The era of immune dysfunction is upon us. We are discovering that the immune system (and its pro-inflammatory and anti-inflammatory modulators) are significantly involved and potentially causal in a vast variety of human conditions, including those explored by the authors of this paper. I feel they have done an excellent job with what is now (and hopefully will expand) a very limited literature. We are now entering the era of uncovering the biological bases of many common problems that in the past were all too often dismissed as "functional" or "psychogenic". What is now needed are: 1) reliable serum biomarkers for inflammation. The only readily available serum tests for inflammation are sedimentation rate and C-reactive protein, both relatively insensitive and non-specific; and 2) recognition by primary care providers that these conditions likely have biological etiologies; and 3) controlled clinical trials of immune system and oxidative stress modulators.
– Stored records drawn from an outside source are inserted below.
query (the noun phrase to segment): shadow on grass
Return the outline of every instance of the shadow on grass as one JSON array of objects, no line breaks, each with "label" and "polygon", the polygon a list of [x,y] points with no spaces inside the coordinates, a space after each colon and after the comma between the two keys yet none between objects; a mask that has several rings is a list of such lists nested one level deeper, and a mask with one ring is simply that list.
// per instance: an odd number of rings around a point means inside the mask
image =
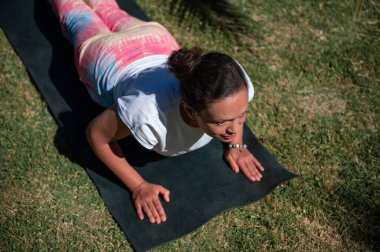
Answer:
[{"label": "shadow on grass", "polygon": [[180,18],[180,24],[203,30],[212,27],[235,39],[252,31],[254,25],[241,9],[226,0],[171,0],[170,12]]},{"label": "shadow on grass", "polygon": [[348,227],[352,239],[380,250],[380,134],[363,140],[360,161],[347,160],[340,174],[344,183],[336,183],[333,195],[342,209],[334,209],[332,218]]},{"label": "shadow on grass", "polygon": [[74,151],[74,147],[68,140],[63,128],[59,127],[55,132],[54,145],[57,148],[59,154],[67,157],[71,162],[83,167],[84,164],[78,154]]}]

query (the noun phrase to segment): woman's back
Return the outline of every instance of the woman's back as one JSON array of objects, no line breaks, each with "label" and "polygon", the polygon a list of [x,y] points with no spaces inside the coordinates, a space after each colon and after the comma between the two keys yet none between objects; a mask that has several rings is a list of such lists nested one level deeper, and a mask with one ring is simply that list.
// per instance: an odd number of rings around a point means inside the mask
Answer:
[{"label": "woman's back", "polygon": [[141,145],[174,156],[211,141],[182,120],[180,84],[166,61],[141,71],[136,68],[132,66],[115,86],[114,96],[120,118]]}]

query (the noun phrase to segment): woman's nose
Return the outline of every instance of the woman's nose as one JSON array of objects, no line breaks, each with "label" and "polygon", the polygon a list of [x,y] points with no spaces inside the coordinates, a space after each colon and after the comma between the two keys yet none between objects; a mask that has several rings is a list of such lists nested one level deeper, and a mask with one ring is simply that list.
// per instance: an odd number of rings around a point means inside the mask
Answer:
[{"label": "woman's nose", "polygon": [[237,126],[237,123],[233,121],[227,128],[227,133],[230,135],[236,134],[238,128]]},{"label": "woman's nose", "polygon": [[236,118],[235,120],[230,122],[229,127],[227,128],[227,133],[232,135],[236,134],[239,130],[239,127],[244,123],[244,120],[240,120],[239,118]]},{"label": "woman's nose", "polygon": [[226,131],[230,135],[233,135],[235,133],[234,130],[231,127],[228,127]]}]

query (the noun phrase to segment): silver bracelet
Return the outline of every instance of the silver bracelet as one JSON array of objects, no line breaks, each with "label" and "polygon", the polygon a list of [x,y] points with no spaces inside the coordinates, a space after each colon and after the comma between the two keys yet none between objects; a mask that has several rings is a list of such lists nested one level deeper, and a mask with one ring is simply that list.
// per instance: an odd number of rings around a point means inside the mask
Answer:
[{"label": "silver bracelet", "polygon": [[229,148],[238,148],[238,149],[240,149],[240,148],[247,148],[247,145],[246,144],[229,144],[228,145],[228,147]]}]

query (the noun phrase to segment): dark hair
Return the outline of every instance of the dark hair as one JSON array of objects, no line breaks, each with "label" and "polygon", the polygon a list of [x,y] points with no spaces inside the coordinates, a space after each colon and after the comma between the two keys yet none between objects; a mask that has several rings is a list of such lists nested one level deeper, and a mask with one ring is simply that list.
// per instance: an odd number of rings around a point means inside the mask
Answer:
[{"label": "dark hair", "polygon": [[170,55],[168,67],[181,83],[182,99],[196,111],[247,88],[242,68],[224,53],[179,49]]}]

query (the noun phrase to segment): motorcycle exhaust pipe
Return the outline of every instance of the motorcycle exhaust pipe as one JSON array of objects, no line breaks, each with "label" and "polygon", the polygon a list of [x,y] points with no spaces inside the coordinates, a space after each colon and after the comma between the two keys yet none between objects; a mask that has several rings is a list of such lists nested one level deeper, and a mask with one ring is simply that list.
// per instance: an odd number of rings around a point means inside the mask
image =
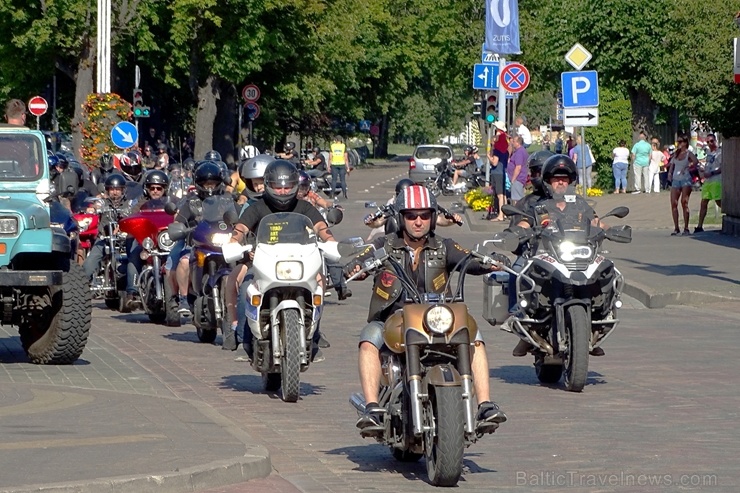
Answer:
[{"label": "motorcycle exhaust pipe", "polygon": [[355,392],[349,396],[349,403],[352,404],[358,413],[365,414],[365,398],[362,394]]},{"label": "motorcycle exhaust pipe", "polygon": [[475,431],[475,412],[473,410],[473,385],[470,375],[462,376],[463,406],[465,411],[465,433]]},{"label": "motorcycle exhaust pipe", "polygon": [[411,416],[414,420],[414,435],[424,433],[424,418],[421,412],[421,377],[412,376],[409,379],[409,397],[411,401]]}]

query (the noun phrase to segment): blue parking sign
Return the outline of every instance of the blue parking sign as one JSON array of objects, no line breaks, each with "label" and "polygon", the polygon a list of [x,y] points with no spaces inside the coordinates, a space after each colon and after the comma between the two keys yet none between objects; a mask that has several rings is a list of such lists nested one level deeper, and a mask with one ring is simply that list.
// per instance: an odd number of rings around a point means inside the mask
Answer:
[{"label": "blue parking sign", "polygon": [[563,72],[563,108],[595,108],[599,106],[599,74],[595,70]]}]

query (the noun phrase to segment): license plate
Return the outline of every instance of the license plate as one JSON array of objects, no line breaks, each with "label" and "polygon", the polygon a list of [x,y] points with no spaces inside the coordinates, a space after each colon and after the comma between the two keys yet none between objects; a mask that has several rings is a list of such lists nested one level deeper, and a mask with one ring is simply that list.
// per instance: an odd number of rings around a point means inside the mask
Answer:
[{"label": "license plate", "polygon": [[425,171],[434,171],[434,165],[433,164],[425,164],[424,165]]}]

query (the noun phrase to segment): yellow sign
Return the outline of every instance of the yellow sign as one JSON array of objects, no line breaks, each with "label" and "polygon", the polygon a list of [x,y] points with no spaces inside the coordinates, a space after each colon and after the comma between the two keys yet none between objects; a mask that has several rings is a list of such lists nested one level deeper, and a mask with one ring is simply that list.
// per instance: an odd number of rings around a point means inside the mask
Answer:
[{"label": "yellow sign", "polygon": [[581,43],[576,43],[573,47],[565,54],[565,61],[570,63],[571,66],[576,70],[581,70],[586,66],[589,60],[591,60],[591,53],[581,46]]}]

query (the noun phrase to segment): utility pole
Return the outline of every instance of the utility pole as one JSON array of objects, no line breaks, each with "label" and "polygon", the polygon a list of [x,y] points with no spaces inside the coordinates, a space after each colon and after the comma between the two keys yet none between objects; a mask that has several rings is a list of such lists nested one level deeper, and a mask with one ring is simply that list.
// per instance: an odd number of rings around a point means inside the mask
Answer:
[{"label": "utility pole", "polygon": [[111,0],[98,0],[97,90],[99,93],[110,92],[110,17]]}]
The English in this paper is fine with only an extremely few corrections, mostly misspellings, needing correction. 

Author Response

Dear reviewer,

We sincerely appreciate your positive feedback and recognition of our work through your insightful comments on our systematic review. We are encouraged by your recognition of our adherence to the PRISMA guidelines and the importance of exploring the intersection of fibromyalgia (FM), autoimmune disease and depression in the context of immune dysfunction and neuroinflammation. Unfortunately, the limited number of studies (n = 12) included in our systematic review reflects the paucity of rigorous biological investigations of these overlapping conditions and underscores the urgent need for more comprehensive, high-quality studies exploring the common pathophysiological mechanisms of FM, autoimmune disorders and psychiatric conditions. Following your instructions, we have corrected minor spelling and grammatical errors in the revised version.

 

Author Response File: Author Response.docx

Round 2

Reviewer 1 Report

Comments and Suggestions for Authors

The article could be accepted in this present revised form.